L’expression de Victor changea. La tension dans les bras de Jehanne devenait pénible. Elle ne faiblit pas. Si Victor avait tué les siens, la flèche finirait dans son cœur – et tant pis pour les conséquences.
– Je ne les ai pas trouvés, Jehanne… Crois-moi. Je ne veux aucun mal à ta fille. Je te l’aurais rendue, en gage de mon amitié. Je ne suis plus ton ennemi ! Je n’ai jamais souhaité ta mort, je m’en désespérais…
La pointe qui s’était un instant baissée se releva vers Victor. Faustine se tendit aux côtés de sa maîtresse, touchant la dague à sa ceinture.
– Tu as mené mon époux à la mort, usurpé son titre, pourchassé ma fille, ravagé mes terres ! Il n’y a pas d’amitié entre nous, Victor !
– Laisse-moi réparer mes torts envers toi… viens avec moi ! Je te rendrai ton titre de duchesse. Je te ferai d’autres enfants. Je te chérirai comme nul homme n’a su le faire. Tu auras tout ce que tu désires… Sois ma femme !
Jehanne rougit de colère, mais Victor enchaîna aussitôt :
– Veux-tu une preuve de ma bonne foi ? Ton frère Stéphane s’est jeté dans mes bras. Il espérait te renverser, avec mon aide. Sur un mot de toi, je te le rends… ou je t’en débarrasse à jamais. Tu n’as qu’à dire !
Jehanne fut prise de court. Quelle folie avait pris son frère ? Et pourquoi le courrier qui l’avait amenée là n’en avait-il rien dit ? Victor mentait-il ?
– Viens avec moi, et tu verras ! enchérit Victor.
– Je ne t’accompagnerai pas, Victor. Je n’ai pas oublié ce que tu as fait subir à Vivian et son escorte quand tu l’as courtoisement invité en ta demeure.
– C’était d’autres temps, Jehanne… des temps de guerre… faisons la paix, toi et moi !
– Si tu dis vrai… ramène mon frère à Beljour. Vivant… mais sous bonne garde.
– Comtesse, il en sera fait selon ta volonté. Ne me laisseras-tu aucun signe en échange de notre alliance ?
Jehanne réfréna sa fureur devant tant d’outrecuidance. Maîtrisant sa voix, elle énonça :
– Ne parle trop tôt d’alliance, Victor. Renonce à poursuivre ma fille et mon beau-frère, si tu veux tant la paix.
La douleur dans ses bras devenait trop intense : elle débanda l’arc. Un sourire étira les lèvres de Victor, mais ses yeux se firent de glace.
– Je jure que je ne ferai aucun mal à ta fille. Allons, belle dame, nous nous reverrons bientôt, je l’espère.

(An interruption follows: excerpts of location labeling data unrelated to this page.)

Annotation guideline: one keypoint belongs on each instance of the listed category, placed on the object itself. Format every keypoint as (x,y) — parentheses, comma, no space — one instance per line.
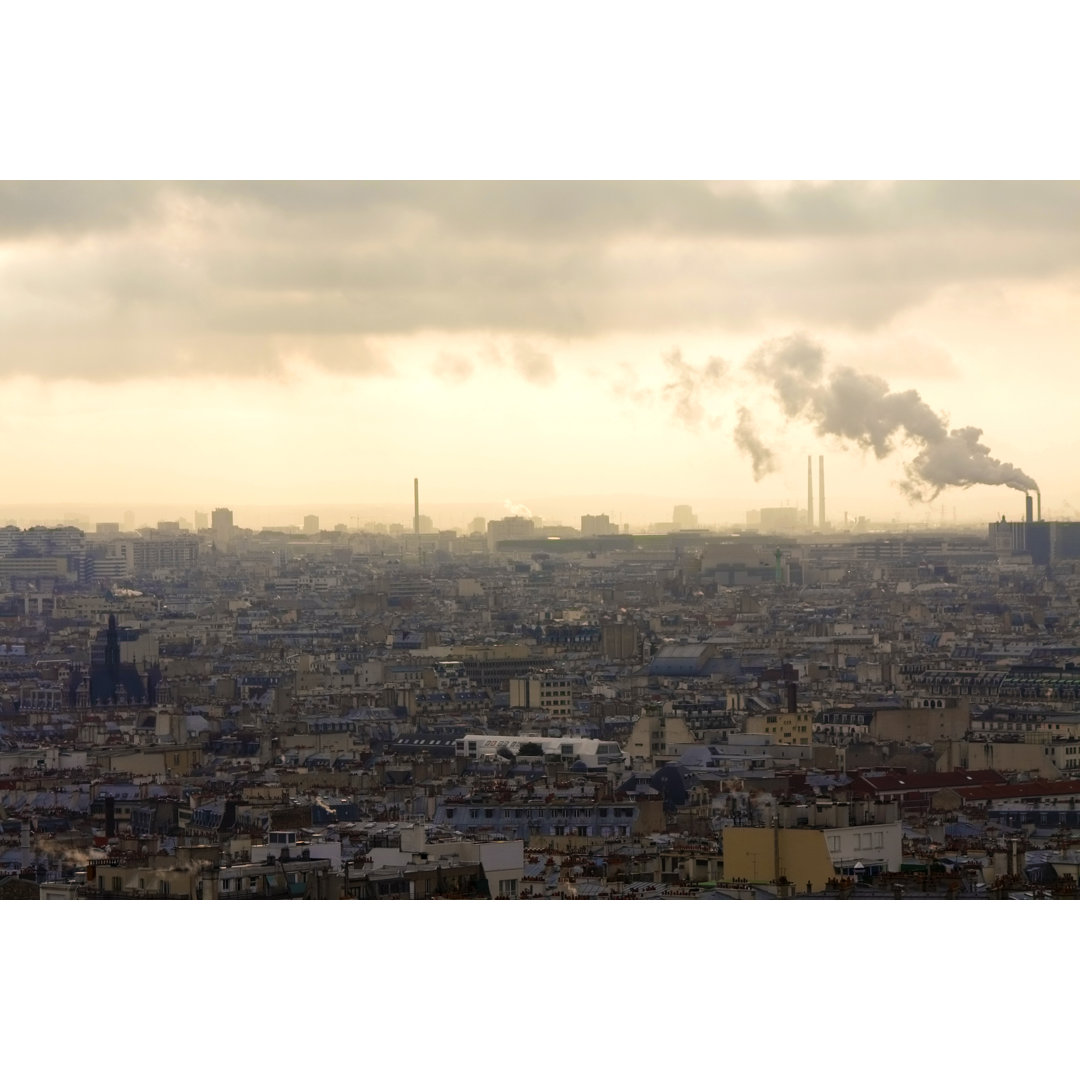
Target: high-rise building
(221,527)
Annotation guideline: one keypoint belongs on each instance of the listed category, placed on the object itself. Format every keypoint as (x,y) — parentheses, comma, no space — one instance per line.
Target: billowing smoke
(748,442)
(863,409)
(688,383)
(516,509)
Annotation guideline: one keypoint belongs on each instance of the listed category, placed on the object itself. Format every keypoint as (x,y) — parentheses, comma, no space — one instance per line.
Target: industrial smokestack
(821,490)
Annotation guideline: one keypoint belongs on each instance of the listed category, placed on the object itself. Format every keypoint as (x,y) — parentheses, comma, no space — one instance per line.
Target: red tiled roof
(927,781)
(1033,790)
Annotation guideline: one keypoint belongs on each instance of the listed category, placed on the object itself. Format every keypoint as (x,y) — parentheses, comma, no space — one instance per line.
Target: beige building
(788,729)
(658,737)
(548,692)
(1045,759)
(923,720)
(771,854)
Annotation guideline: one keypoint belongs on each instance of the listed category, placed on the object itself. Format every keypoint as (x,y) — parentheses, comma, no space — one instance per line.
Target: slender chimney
(821,490)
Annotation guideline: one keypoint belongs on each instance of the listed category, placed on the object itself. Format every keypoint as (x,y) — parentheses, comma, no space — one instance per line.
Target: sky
(572,347)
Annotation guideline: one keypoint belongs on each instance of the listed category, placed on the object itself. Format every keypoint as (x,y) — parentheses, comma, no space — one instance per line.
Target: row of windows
(518,813)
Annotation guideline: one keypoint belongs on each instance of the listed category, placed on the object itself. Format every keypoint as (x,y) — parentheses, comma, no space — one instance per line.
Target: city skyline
(541,342)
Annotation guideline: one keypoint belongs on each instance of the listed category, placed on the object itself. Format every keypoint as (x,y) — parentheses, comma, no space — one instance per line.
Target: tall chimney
(821,490)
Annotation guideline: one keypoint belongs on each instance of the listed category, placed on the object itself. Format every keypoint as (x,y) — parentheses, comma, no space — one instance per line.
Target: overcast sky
(564,346)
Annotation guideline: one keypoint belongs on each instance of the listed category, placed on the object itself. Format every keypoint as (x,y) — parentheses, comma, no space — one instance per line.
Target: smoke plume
(862,409)
(747,441)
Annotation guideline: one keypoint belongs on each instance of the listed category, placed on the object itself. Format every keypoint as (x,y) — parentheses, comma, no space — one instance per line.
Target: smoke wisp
(747,441)
(687,385)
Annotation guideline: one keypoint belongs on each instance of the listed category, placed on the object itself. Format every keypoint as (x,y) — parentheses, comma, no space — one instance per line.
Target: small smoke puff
(862,409)
(453,367)
(747,441)
(534,365)
(516,509)
(688,383)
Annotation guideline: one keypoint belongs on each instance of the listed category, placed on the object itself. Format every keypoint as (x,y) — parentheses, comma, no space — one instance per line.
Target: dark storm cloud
(863,409)
(85,264)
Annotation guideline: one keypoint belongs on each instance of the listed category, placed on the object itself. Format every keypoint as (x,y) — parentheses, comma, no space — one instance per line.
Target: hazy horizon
(292,343)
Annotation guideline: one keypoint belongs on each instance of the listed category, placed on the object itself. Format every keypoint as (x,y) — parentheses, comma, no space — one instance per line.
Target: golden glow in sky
(553,343)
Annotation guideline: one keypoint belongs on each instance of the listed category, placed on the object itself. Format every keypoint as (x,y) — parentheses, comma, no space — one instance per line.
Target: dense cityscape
(526,710)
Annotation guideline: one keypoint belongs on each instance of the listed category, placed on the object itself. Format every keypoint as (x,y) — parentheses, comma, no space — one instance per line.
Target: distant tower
(821,490)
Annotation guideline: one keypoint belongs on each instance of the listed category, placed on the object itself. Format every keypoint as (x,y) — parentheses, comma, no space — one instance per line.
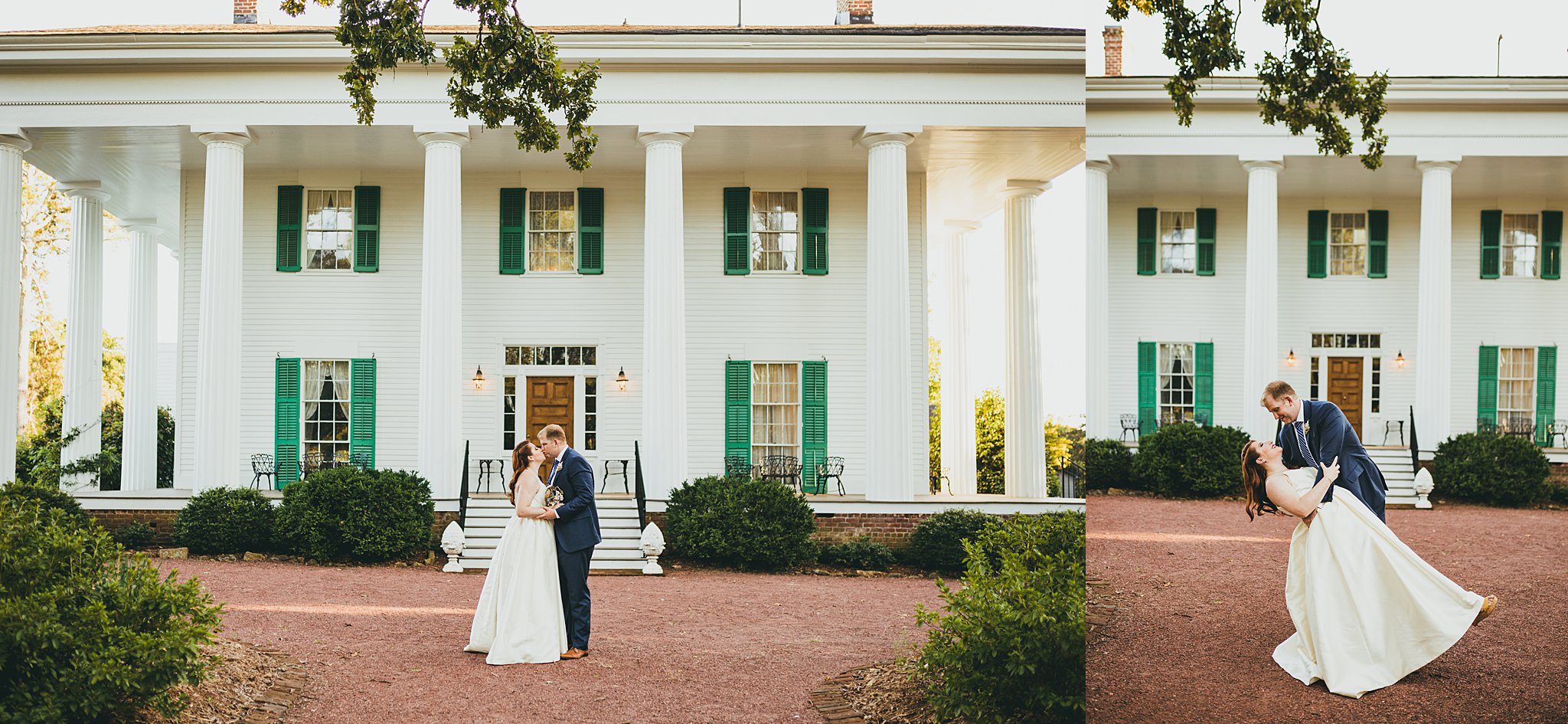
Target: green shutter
(286,420)
(737,408)
(1490,244)
(1487,387)
(368,228)
(737,230)
(1147,382)
(814,224)
(513,228)
(290,209)
(1377,244)
(1203,384)
(363,411)
(1545,395)
(1551,244)
(590,231)
(1316,244)
(1148,228)
(814,415)
(1206,225)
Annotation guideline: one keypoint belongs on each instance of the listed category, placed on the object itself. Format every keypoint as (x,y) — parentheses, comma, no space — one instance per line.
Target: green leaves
(507,73)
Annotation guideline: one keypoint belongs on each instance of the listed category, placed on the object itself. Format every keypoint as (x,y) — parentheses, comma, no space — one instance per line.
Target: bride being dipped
(519,613)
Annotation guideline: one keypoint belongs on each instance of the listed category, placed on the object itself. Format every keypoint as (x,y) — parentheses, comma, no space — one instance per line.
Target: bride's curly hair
(1255,483)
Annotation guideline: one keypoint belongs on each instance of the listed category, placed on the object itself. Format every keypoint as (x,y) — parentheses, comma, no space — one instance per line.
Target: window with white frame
(1515,385)
(1177,369)
(1348,244)
(775,411)
(1178,241)
(330,228)
(775,231)
(325,408)
(1521,242)
(552,231)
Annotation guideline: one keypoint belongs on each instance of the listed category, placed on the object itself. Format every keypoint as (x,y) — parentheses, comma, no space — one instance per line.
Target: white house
(746,250)
(1230,254)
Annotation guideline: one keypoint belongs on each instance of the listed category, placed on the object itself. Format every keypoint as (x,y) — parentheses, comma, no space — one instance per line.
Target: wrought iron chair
(263,467)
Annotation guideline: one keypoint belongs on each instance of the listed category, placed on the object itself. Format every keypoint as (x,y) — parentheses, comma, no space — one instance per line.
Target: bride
(1366,608)
(519,614)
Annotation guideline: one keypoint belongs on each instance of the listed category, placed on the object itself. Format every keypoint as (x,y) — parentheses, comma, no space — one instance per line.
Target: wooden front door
(1344,388)
(549,402)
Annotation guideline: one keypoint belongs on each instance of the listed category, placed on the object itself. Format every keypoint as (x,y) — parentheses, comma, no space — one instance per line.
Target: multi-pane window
(325,408)
(330,230)
(775,231)
(1177,384)
(552,231)
(775,411)
(1515,385)
(1348,244)
(1178,241)
(1520,244)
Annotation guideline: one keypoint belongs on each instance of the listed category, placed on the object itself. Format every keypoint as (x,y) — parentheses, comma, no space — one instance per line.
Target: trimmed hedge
(350,514)
(1496,470)
(90,634)
(224,520)
(752,525)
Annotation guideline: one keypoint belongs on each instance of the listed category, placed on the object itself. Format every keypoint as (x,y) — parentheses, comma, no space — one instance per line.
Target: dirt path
(386,644)
(1200,607)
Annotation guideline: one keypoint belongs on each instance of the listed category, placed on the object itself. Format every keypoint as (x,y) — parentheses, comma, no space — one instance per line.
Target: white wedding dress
(1367,610)
(519,616)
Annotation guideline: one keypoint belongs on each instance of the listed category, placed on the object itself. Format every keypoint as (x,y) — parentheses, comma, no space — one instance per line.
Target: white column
(1024,420)
(1433,303)
(217,420)
(890,407)
(1098,339)
(959,404)
(82,381)
(1261,339)
(664,310)
(140,438)
(11,149)
(441,375)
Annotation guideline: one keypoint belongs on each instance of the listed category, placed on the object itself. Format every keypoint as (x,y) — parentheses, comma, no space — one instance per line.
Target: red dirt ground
(386,644)
(1200,597)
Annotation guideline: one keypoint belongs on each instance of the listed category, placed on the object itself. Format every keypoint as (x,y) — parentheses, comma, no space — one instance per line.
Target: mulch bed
(1191,604)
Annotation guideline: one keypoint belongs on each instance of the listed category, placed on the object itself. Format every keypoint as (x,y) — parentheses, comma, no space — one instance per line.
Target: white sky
(1059,214)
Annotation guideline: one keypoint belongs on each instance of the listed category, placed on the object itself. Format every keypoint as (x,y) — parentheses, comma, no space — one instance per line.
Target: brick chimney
(854,13)
(1112,51)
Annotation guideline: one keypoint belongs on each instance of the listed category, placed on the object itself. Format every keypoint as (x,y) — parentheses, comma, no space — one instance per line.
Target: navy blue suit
(1328,437)
(576,534)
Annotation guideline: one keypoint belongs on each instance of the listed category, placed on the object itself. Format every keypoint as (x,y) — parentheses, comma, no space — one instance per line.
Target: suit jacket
(1328,437)
(577,523)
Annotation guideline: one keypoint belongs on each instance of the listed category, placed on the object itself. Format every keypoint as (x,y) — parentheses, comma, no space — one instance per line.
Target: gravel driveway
(386,644)
(1200,607)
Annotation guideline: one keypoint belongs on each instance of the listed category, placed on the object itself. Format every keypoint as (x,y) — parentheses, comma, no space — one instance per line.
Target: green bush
(136,534)
(1187,460)
(1107,464)
(743,523)
(224,520)
(1010,644)
(1498,470)
(860,553)
(936,544)
(90,635)
(350,514)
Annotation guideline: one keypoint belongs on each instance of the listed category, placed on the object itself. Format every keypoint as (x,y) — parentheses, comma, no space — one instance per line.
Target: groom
(576,532)
(1315,434)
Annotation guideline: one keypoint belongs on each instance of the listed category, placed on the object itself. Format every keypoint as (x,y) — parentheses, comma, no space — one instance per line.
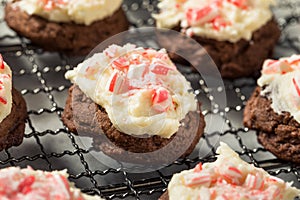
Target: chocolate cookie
(278,133)
(82,115)
(69,38)
(13,126)
(239,59)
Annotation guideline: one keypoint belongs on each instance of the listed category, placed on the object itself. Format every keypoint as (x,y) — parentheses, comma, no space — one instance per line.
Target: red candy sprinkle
(50,4)
(198,168)
(1,62)
(2,100)
(25,186)
(239,3)
(161,69)
(296,84)
(113,82)
(219,22)
(202,15)
(120,64)
(159,96)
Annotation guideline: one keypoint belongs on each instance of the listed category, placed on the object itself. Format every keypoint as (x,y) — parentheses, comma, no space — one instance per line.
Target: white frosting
(78,11)
(28,184)
(229,177)
(222,20)
(141,90)
(5,90)
(281,79)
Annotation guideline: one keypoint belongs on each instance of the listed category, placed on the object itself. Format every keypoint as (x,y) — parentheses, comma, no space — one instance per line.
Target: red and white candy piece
(1,62)
(254,182)
(243,4)
(296,83)
(121,64)
(161,99)
(118,83)
(198,16)
(219,23)
(161,68)
(295,61)
(51,4)
(197,179)
(231,175)
(276,67)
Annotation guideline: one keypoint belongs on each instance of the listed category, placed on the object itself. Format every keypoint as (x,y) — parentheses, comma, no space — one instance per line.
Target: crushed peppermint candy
(51,4)
(280,82)
(229,177)
(222,20)
(142,84)
(144,69)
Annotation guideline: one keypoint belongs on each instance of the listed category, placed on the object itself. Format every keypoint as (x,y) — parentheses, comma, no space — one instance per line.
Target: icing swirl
(78,11)
(5,90)
(229,177)
(222,20)
(137,88)
(16,183)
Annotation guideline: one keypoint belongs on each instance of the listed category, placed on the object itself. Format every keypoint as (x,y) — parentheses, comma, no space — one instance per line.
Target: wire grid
(48,145)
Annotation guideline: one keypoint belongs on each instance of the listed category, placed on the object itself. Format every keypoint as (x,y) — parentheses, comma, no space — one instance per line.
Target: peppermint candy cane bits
(229,177)
(238,34)
(13,111)
(17,183)
(132,93)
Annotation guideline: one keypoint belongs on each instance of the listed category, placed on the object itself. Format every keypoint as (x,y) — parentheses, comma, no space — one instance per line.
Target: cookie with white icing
(13,111)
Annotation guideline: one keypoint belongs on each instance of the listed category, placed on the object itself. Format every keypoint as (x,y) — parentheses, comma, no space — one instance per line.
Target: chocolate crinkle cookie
(278,133)
(13,126)
(83,116)
(135,104)
(237,36)
(273,109)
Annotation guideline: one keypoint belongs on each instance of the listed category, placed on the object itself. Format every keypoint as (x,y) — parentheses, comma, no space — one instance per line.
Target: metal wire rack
(48,145)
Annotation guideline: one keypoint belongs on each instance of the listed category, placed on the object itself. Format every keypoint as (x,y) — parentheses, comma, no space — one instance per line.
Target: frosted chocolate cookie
(229,177)
(274,108)
(238,35)
(17,183)
(13,112)
(127,93)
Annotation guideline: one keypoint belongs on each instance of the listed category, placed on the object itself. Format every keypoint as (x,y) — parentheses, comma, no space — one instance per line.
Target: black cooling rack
(48,145)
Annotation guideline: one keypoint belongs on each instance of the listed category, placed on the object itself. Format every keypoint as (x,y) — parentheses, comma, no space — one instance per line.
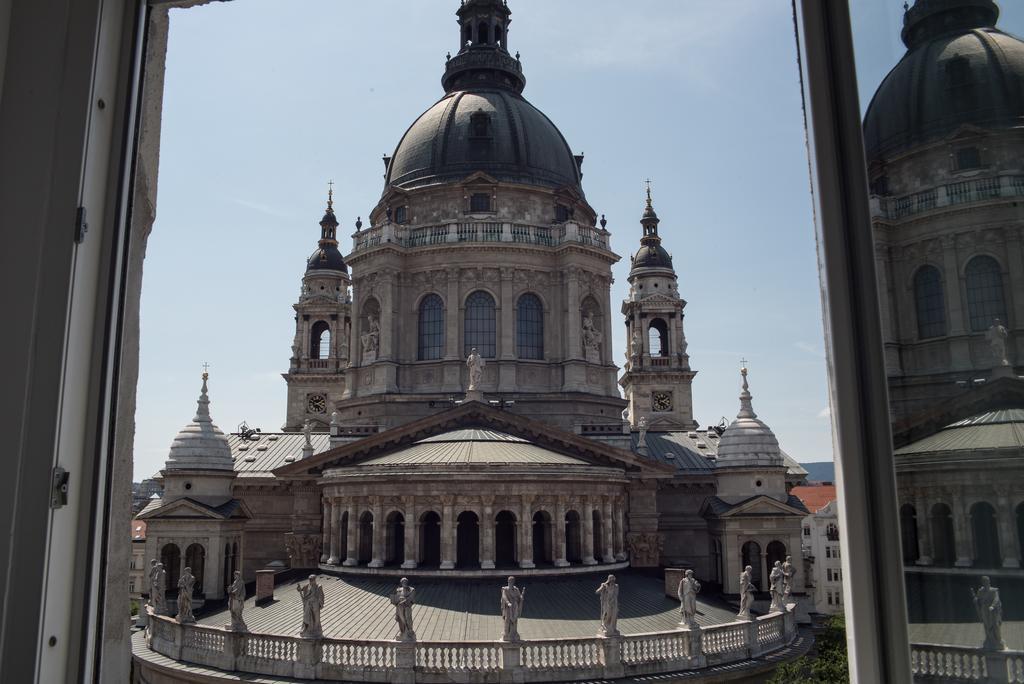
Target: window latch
(58,487)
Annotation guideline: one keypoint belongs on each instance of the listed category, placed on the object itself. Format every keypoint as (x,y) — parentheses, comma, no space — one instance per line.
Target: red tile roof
(815,497)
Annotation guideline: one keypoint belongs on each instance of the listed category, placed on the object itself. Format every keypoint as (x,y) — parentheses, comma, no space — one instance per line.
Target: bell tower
(315,376)
(657,379)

Il la salua avec une déférence exagérée, et poussa son cheval. Sa troupe le suivit ; Eric d’Orge darda en passant un regard sur la comtesse. Bientôt les chevaux furent loin.
Un silence de plomb s’installa autour de Jehanne. Quand elle croisa le regard de Faustine, celle-ci détourna vivement le visage. Jehanne ferma les yeux un instant, jusqu’à ce que le calme revienne en elle. Puis elle les rouvrit et ordonna :
– Poursuivons jusqu’à Saint-Benoît. Victor ne m’a pas tout dit.